% PacBio <3 Illumina % Married with Scaffolds % Heinz Ekker (CSF.NGS) 2014-02-11

PacBio <3 Illumina

A short & very technical introduction to hybrid de novo genome assembly combining Illumina short reads with Pacbio long reads.

Pipeline scripts, markdown source code and data for assembly, analysis and presentation available at https://github.com/h3kker/assemblyTalk

Content

An Idiot's Guide to PacBio & Assembly
Hybrid Assembly Strategies
The Data + The Results
Assembly Assessment
Outlook

PacBio Basics

Assembly Basics

Preprocessing

Illumina Error Correction: K-mer Spectrum (SGA), Suffix Tree/Array, ...
Error Correction of Pacbio reads with Illumina (details later)
Adapter trimming
Quality trimming
Deduplication

Some assemblers depend on other, existing tools to perform these steps or do one or more as part of their pipeline. If so, don't use other tools - see Assemblathon.

Graph Construction

Graph Construction - Path Enumeration

They stared at the drinks were gone

They stared at the drinks went were gone

They stared at the drinks the drinks were gone

...

Look for paths that

traverse every edge once (Euler)
visit every node once (Hamiltonian)

Graph Construction - Path Enumeration

(THEY ST)ARED AT THE DRINKS. THE DRINKS WENT WARM. THEY DRANK.

Graph Construction - Strategies

Overlap Consensus Layout, eg. SGA

More or less as shown. Minimum length of overlap k is the parameter that determines the graph complexity. Should ideally be as large as the dataset allows (sequencing errors, polyploidity). The ideal assembly visits all nodes exactly once (Hamilton-Path).

String Graphs are a special variant where all transitive edges ((X, Y), (X, Z), (Y, Z)) are reduced to ((X, Z)), irreducible edges.

Graph Construction - Strategies

K-mer based, eg. Abyss, SOAPdenovo

Nodes represent all kmers in the reads. Two kmers are connected if there is a k-1 overlap between the nodes (de Bruijn graph).

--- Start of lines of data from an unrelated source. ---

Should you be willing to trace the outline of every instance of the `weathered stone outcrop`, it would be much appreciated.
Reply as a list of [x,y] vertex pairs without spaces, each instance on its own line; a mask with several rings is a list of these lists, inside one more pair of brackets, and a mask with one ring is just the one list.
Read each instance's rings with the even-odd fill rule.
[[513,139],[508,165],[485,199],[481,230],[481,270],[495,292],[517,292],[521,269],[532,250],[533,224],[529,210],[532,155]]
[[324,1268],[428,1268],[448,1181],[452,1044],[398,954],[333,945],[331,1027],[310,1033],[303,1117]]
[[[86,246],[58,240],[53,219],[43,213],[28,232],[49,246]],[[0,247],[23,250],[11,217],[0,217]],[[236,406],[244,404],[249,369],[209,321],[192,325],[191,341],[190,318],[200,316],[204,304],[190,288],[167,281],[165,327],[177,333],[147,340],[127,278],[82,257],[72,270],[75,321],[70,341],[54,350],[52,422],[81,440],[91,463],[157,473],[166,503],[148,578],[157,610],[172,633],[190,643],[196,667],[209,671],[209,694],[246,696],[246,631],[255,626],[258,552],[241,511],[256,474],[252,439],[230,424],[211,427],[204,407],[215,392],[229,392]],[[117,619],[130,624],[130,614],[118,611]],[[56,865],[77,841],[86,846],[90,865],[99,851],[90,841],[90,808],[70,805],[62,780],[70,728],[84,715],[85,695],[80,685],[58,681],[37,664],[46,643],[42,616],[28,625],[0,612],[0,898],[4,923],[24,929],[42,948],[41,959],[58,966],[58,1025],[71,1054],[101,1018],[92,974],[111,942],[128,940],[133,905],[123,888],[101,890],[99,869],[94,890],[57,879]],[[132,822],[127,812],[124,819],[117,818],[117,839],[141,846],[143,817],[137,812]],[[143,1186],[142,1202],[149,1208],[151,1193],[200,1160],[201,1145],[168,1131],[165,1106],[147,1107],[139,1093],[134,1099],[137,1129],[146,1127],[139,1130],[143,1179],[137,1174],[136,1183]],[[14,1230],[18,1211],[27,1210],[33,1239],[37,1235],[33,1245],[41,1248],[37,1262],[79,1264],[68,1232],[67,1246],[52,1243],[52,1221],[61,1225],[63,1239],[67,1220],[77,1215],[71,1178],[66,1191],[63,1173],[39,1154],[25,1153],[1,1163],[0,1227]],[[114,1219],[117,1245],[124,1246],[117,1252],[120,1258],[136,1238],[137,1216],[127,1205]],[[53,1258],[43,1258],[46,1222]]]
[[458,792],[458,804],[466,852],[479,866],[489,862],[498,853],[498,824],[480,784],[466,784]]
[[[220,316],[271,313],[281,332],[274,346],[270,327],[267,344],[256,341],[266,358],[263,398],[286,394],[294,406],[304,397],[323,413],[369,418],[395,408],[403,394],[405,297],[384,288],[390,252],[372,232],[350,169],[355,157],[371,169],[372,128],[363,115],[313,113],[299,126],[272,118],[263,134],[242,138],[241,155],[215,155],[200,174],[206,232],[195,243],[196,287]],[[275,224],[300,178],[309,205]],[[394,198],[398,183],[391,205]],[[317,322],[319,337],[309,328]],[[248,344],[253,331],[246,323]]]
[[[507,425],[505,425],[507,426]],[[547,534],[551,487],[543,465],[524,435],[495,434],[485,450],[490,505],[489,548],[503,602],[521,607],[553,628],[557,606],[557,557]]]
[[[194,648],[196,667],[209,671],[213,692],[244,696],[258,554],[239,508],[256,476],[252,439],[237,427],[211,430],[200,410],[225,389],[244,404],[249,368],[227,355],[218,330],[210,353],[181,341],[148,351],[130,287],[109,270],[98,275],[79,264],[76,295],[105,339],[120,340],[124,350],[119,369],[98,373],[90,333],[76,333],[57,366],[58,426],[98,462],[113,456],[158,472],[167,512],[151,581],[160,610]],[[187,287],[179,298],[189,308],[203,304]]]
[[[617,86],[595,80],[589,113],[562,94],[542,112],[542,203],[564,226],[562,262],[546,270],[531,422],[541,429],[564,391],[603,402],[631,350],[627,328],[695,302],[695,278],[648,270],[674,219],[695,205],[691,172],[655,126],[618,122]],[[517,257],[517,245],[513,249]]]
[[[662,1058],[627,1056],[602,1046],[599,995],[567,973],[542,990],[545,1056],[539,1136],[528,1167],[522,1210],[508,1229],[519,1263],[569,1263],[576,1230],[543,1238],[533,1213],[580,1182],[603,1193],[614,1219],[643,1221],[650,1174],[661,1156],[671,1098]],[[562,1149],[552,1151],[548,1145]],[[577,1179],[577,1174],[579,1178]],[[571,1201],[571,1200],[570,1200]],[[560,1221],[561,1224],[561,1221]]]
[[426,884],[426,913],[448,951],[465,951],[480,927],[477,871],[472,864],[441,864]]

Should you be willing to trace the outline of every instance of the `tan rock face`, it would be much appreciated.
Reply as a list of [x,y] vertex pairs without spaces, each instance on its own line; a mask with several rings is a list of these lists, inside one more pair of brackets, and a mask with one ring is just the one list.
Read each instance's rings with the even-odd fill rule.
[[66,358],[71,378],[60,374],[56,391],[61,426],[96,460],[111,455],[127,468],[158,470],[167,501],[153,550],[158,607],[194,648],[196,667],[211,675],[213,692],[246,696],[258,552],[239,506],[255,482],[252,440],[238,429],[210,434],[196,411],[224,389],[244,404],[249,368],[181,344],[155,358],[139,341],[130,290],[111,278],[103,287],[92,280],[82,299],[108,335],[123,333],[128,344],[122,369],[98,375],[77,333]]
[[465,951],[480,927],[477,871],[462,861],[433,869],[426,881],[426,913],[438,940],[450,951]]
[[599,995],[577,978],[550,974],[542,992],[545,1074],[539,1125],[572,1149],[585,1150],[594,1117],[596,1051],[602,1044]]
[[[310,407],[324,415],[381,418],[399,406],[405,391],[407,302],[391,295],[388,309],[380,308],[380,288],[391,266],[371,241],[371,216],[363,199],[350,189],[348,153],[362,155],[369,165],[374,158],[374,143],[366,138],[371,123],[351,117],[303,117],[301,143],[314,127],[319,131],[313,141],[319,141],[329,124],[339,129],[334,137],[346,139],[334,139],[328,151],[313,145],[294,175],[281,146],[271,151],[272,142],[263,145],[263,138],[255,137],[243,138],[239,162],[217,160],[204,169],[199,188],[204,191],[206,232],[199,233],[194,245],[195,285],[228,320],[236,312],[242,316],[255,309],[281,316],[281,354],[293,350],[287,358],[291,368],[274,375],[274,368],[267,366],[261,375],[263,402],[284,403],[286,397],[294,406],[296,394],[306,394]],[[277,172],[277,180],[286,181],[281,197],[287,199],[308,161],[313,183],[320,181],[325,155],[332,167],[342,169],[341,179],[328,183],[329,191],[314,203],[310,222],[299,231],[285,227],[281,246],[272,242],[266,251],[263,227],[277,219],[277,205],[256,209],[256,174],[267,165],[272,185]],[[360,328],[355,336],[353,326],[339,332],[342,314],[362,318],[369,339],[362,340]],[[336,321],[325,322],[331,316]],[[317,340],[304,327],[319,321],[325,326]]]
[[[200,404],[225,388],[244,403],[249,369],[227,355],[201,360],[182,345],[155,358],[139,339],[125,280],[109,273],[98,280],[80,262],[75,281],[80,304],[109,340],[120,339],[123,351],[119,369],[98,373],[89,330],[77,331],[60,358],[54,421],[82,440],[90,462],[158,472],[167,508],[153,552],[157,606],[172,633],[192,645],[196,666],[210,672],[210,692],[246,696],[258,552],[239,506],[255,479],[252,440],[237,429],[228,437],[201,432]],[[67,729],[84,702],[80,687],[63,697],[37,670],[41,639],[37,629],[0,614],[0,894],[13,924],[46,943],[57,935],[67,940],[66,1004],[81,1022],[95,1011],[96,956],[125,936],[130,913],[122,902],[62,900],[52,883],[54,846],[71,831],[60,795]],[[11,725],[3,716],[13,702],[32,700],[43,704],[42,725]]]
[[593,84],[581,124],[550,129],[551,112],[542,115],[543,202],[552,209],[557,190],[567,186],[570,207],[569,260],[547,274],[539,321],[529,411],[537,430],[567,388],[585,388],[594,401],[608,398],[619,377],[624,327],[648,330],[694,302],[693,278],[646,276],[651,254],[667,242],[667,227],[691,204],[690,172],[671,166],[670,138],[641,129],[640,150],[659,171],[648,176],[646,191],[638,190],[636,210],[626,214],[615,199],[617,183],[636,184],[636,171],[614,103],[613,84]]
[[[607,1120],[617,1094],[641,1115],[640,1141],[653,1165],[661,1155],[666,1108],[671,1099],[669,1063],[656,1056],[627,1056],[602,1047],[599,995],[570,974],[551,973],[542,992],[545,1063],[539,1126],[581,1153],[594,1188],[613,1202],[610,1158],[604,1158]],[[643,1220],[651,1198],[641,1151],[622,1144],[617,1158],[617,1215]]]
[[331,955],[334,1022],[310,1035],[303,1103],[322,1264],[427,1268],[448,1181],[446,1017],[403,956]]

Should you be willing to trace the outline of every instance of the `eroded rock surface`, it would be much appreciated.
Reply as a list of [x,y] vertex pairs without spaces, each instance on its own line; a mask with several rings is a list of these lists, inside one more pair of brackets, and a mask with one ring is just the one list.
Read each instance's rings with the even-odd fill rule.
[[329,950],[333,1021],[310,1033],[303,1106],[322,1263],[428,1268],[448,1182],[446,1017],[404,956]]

The Euler path that visits each edge exactly once corresponds to a chromosome in an ideal assembly.

K-mer sized (parameter k) should be chosen large enough to reduce the number of wrong connections between contigs, but small enough to allow for errors.

Hybrid strategies proposed: Combine contig and graph output from two types of assemblers.

Graph Simplification

Graph structure is very complex due to

transitive edges like ((1,2), (1,3), (2,3))
consecutive nodes like ((1,2), (2,3), (3,4))
error reads (branches that converge again later)
spurious branch points on repeat edges
dead ends (tips)

Graph Simplification - Node Merging

Collapse nodes that connect unambiguously (without branching) into one node representing the merged sequence.

Graph Simplification - Node Merging

Collapse nodes that connect unambiguously (without branching) into one node representing the merged sequence.

Graph Simplification - Dead End Removal

Sometimes also: tip erosion. Remove all nodes with connections only in one direction. These can be caused by low coverage regions and read errors. Can also shorten valid contigs!

Graph Simplification - Bubble Popping

Bubbles due to sequencing errors or polyploid genomes, heterozygosity. Selection of branch based on different criteria like coverage, quality.

Graph Simplification - Repeat tangles

Formed in repeated regions, were many reconstructions are possible. Resolved by forming parallel paths. Paired-End constraints can be used to discard invalid edges (too short, too long reconstruction).

Postprocessing

Contigs: Build contiguous stretches of sequence, filter and correct (consensus)

Scaffolds: Either with built-in scaffolder or external program. Most assemblers come with their own scaffolder for PE or mate pair library information. Using Pacbio CLRs not yet popular.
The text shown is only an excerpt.